04 Network Communication Which Network Io Model Does the Rpc Framework Lean More Towards in Network Communication

04 Network Communication - Which network IO model does the RPC framework lean more towards in network communication #

Hello, I’m He Xiaofeng. In the previous lesson, I explained serialization in the RPC framework. Through the previous lesson, we learned that since the data transmitted over the network is binary data, in order to transmit objects, we must serialize the objects. In the selection of serialization in the RPC framework, we pay more attention to the security, universality, and compatibility of the serialization protocol, and then consider the performance, efficiency, and space overhead of the serialization protocol. Continuing from the previous lesson, in this lesson, I will specifically explain the network communication in the RPC framework, which is also an important content that we emphasized in the introduction.

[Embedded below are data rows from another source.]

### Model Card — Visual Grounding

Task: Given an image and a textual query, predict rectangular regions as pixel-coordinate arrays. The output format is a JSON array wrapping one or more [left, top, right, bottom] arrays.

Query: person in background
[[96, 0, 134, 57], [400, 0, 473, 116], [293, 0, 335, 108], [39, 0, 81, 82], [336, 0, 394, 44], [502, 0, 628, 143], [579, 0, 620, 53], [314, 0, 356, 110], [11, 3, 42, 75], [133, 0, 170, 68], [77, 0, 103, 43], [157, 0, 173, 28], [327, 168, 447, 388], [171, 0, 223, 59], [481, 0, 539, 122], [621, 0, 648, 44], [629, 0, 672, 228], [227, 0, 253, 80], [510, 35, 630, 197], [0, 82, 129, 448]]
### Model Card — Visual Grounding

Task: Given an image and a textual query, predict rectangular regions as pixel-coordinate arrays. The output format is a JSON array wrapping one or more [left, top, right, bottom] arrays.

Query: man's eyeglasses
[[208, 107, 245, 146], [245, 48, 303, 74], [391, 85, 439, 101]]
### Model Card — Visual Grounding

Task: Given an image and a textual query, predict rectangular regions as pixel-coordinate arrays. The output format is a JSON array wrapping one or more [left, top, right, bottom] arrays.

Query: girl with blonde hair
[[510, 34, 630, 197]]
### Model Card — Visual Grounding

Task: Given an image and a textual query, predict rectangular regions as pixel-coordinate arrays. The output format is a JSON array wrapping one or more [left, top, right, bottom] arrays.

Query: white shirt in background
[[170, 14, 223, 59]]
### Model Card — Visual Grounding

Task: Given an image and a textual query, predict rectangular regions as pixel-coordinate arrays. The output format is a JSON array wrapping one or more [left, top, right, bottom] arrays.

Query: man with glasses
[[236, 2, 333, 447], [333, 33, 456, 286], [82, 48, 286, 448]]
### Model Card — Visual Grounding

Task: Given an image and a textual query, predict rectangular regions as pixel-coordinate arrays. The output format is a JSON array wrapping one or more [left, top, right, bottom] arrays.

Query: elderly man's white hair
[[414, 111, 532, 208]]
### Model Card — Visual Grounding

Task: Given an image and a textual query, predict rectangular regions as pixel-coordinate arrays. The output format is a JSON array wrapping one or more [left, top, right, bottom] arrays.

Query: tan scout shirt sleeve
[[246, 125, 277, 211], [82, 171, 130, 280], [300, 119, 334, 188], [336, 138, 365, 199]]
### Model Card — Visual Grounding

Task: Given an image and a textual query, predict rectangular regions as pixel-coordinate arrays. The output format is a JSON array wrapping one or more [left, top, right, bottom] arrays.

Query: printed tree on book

So, what is the role of network communication in RPC invocation?

I mentioned in [Lesson 01] that RPC is a way to solve inter-process communication. A single RPC invocation is essentially a process of exchanging network information between the service consumer and the service provider. The service caller sends a request message through network IO, the service provider receives and parses it, processes the relevant business logic, then sends a response message back to the service caller, and the service caller receives and parses the response message, and processes the relevant response logic, thus ending a RPC invocation. It can be said that network communication is the foundation of the entire RPC invocation process.

Common network IO models #

When it comes to network communication, we have to mention network IO models. Why talk about network IO models? Because the so-called network communication between two PCs is actually the operation of network IO between the two PCs.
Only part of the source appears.